Cette notion de professionnel est également attestée par les annonces proposées par M.[U] [C], qui figure en qualité de gérant immobilier/professionnel sur l'annonce Abritel (pièce 24 du syndicat des copropriétaires) et qui indique disposer d'autres adresses (pièce 29 du syndicat des copropriétaires).

En outre, il convient de relever que la multiplicité et la rotation élevée des occupants contrevient à l'exigence de stabilité et de quiétude propre à l'occupation bourgeoise de l'immeuble fixée par le règlement de copropriété, étant en outre observé que les passages des différents locataires conduisent à avoir des parties communes très sales, ainsi qu'une multitude de véhicules en stationnement sur le parking, ainsi qu'en attestent les photographies versées aux débats, dont le nombre n'est pas compatible avec la taille de l'immeuble, composé de seulement quatre logements.

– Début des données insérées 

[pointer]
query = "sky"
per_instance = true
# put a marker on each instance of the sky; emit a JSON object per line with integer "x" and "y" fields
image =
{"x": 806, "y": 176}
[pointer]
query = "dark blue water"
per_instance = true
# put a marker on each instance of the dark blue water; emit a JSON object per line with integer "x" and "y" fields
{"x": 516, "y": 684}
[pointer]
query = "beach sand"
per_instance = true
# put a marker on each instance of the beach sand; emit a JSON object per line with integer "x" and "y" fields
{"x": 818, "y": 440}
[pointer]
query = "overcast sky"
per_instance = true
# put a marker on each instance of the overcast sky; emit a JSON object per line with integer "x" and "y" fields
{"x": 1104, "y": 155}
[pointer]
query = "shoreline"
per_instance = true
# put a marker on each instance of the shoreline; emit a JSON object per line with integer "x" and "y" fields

En conséquence, il est établi que la location de cet appartement constitue une activité commerciale qui est incompatible avec l'occupation bourgeoise visée dans le règlement de copropriété. Il y a donc bien violation de ce dernier.

Selon l'article 15 de la loi du 10 juillet 1965, dans sa version applicable lors de l'assemblée litigieuse, le syndicat a qualité pour agir en justice, tant en demandant qu'en défendant, même contre certains des copropriétaires ; il peut notamment agir, conjointement ou non avec un ou plusieurs de ces derniers, en vue de la sauvegarde des droits afférents à l'immeuble.

Tout copropriétaire peut néanmoins exercer seul les actions concernant la propriété ou la jouissance de son lot, à charge d'en informer le syndic.

Il résulte de ce texte et d'une jurisprudence constante que lorsque le copropriétaire agit seul pour la défense de la propriété ou de la jouissance de son lot, il doit informer le syndic, cette formalité n'étant toutefois pas requise à peine d'irrecevabilité de la demande.

La demande des consorts [X] et [Z] est donc recevable.

Compte tenu de la nature du trouble et de la durée de celui-ci, il sera alloué à chacun des intimés la somme de 5 000 euros, le jugement sera infirmé.

Les autres demandes des consorts [C] sont sans objet.

Les consorts [C] seront condamnés in solidum aux dépens d'appel.

PAR CES MOTIFS

La cour, statuant publiquement et contradictoirement, après en avoir délibéré conformément à la loi ;

Donne acte à MM. [D] [C], [L] [C] et [U] [C] de leur intervention volontaire ;

Infirme le jugement déféré en ce qu'il a :

-condamné Monsieur [C] [M] et Madame [C] [N] à verser tant à Monsieur [X] [G] qu'à Madame [Z] [V] la somme de 1 000,00 euros chacun à titre de dommages-intérêts,

-débouté Monsieur [X] [G] et Madame [Z] [V] de leurs demandes plus amples et contraires ;

et statuant de nouveau ;

Condamne Monsieur [M] [C], Monsieur [D] [C], Monsieur [L] [C], Monsieur [U] [C] à verser à M.[X] et Mme [Z] chacun la somme de 5 000 euros à titre de dommages-intérêts ;

Confirme le jugement déféré pour le surplus ;

Déboute les parties de leurs demandes plus amples ou contraires ;

Condamne Monsieur [M] [C], Monsieur [D] [C], Monsieur [L] [C], Monsieur [U] [C] à verser à M.[X] et Mme [Z] ensemble la somme de 2 500 euros au titre de l'article 700 du code de procédure civile ;

Condamne MM. [M] [C], [D] [C], [L] [C] et [U] [C] aux dépens d'appel.

Prononcé par mise à disposition de l'arrêt au greffe de la Cour, les parties en ayant été préalablement avisées dans les conditions prévues au deuxième alinéa de l'article 450 du code de procédure civile.

Arrêt signé par Mme Emmanuèle Cardona, Présidente de la deuxième chambre civile et par la Greffière,Caroline Bertolo, à laquelle la minute de la décision a été remise par le magistrat signataire."